È un Michele Placido scatenato quello che è arrivato all'edizione 2024 del Torino Film Festival per celebrare in compagnia di Ornella Muti i cinquant'anni di Romanzo popolare di Mario Monicelli. L'attore e regista pugliese, 78 anni, è stato stuzzicato in conferenza stampa su presente e futuro del festival piemontese, passato dalla direzione artistica di Steve Della Casa a quella (discussa) di Giulio Base.
Michele Placido e il cinema d'autore: "Ci ha rotto i…"
"Qui a Torino è nato il cinema. La sala Romano si chiamava fratelli Lumiere già agli inizi del Novecento. Qui è nata anche la televisione. A Torino si registravano gli sceneggiati. Poi gli hanno tolto tutto e meno male che quest'anno c'è Giulio Base e la sua grande Tiziana (Rocca, organizzatrice di eventi e moglie di Base, ndr)", ha dichiarato Placido.

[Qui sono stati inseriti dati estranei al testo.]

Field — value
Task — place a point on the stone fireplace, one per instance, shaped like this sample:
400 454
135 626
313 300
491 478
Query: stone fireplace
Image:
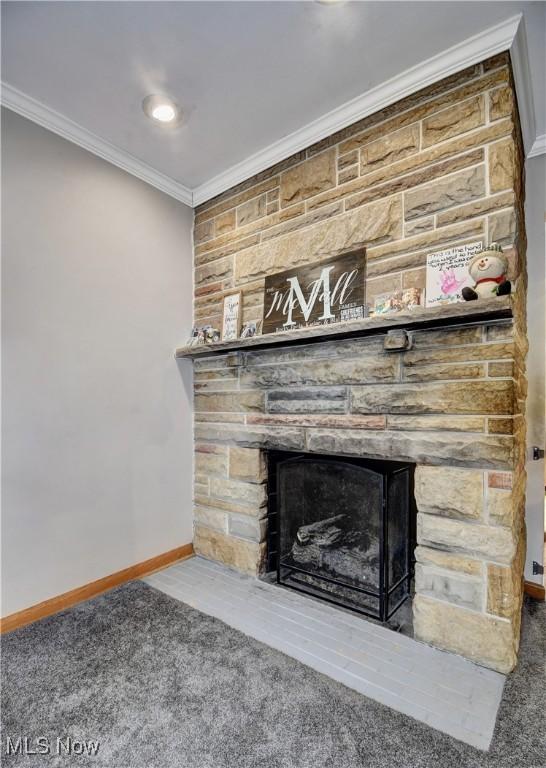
440 168
341 529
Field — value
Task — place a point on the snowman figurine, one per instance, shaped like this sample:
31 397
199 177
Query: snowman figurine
488 270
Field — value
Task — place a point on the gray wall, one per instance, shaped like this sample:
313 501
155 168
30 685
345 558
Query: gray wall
535 171
97 431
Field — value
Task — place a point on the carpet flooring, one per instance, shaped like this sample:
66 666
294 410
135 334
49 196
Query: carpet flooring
161 685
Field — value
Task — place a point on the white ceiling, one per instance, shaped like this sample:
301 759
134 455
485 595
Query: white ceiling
247 74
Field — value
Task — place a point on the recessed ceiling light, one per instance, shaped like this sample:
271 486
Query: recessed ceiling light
161 109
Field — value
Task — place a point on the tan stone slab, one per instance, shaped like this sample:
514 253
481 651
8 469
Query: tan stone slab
468 353
349 158
324 372
415 278
505 368
247 464
211 518
308 178
211 463
501 103
233 200
458 588
475 208
450 492
251 494
494 397
425 158
422 160
251 210
344 421
229 401
501 480
226 505
347 174
500 506
456 119
485 541
203 232
450 337
274 438
452 448
222 268
502 593
444 371
403 183
431 423
246 556
302 221
503 330
502 168
205 254
391 147
208 251
449 561
224 223
424 224
445 193
484 310
455 233
502 426
422 111
484 639
502 227
379 285
231 418
348 231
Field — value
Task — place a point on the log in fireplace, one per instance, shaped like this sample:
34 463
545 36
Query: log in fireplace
342 529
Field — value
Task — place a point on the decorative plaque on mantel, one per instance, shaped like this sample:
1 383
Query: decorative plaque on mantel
317 294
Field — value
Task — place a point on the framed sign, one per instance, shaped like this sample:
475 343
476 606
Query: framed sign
231 318
447 273
316 294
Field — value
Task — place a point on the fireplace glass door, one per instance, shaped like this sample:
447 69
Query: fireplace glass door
340 529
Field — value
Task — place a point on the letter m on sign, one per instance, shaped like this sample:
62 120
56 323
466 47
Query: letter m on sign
296 295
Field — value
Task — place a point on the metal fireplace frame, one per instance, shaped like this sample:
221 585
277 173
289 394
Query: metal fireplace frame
386 469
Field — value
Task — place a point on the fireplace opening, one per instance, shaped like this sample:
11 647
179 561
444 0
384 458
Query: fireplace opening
342 529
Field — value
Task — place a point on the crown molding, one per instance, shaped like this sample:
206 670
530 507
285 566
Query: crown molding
508 35
471 51
48 118
539 146
519 55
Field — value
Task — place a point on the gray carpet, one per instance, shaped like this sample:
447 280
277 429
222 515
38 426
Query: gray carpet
163 686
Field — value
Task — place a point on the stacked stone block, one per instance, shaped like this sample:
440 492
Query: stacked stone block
440 168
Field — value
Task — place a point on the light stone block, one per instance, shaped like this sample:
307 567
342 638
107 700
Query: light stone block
485 541
450 492
246 556
459 588
479 637
448 560
252 494
245 527
247 464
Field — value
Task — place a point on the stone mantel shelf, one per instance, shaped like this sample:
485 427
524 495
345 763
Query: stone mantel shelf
446 315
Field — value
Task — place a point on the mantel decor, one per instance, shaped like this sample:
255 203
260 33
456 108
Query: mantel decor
321 293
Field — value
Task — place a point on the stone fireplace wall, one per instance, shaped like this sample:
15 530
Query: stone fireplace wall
440 168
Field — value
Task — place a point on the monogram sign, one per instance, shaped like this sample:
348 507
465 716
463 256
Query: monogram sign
327 292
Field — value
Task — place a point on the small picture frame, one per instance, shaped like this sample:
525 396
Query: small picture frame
231 316
251 329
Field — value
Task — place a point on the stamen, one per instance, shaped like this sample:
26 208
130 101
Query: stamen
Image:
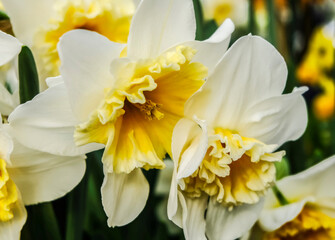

Tempo fa alcuni amici mi hanno chiesto un parere su Base direttore e io ho detto che è l'unico che può far tornare Torino com'era agli inizi del Novecento. Tiziana e Giulio porteranno il glamour. Altroché la lagna di chi dice che il Torino Film Festival perde la sua natura: ma se non ci veniva più nessuno! Questa polemica esiste perché siamo sempre ideologici in Italia. Ora non dico che diventerà il più importante festival italiano, ma qui arriva il glamour, perché il cinema è glamour. E basta con questi autori che ci hanno rotto i coglioni! Guido Gozzano diceva che il cinema è arte popolare, mentre il teatro è l'arte degli intellettuali.
Michele Placido al Centro Sperimentale? La sua replica
Non contento, Michele Placido ha anche detto la sua su una possibile nomina alla presidenza del Centro Sperimentale di Cinematografia di Roma, ruolo vacante da settimane dopo le dimissioni irrevocabili di Sergio Castellitto. "Io non sono né un bravo dirigente e né un buon organizzatore, ma lancio comunque un appello al ministro. Al CSC bisognerebbe fare una riforma e creare due ruoli da presidente: uno deve essere un manager e l'altro deve assumere la guida artistica", ha spiegato l'attore.
Una volta al Centro Sperimentale insegnavano i registi. Quando entrai io c'era Luchino Visconti e a me chiese di rifare una scena di Rocco e i suoi fratelli perché gli ricordavo Alain Delon. Ad ogni modo non rifiuto in assoluto incarichi, peraltro gratuiti. Cinque anni fa mi chiamò uno della Lega di Ferrara e mi disse: 'La vorremmo come presidente del Teatro di Ferrara'. Io gli risposi: 'Guardi, politicamente io la penso in maniera diversa da lei'. Ma lui rispose che aveva letto il mio curriculum. Era un incarico chiesto fuori dalle ideologie e da cinque anni sono presidente di quel teatro.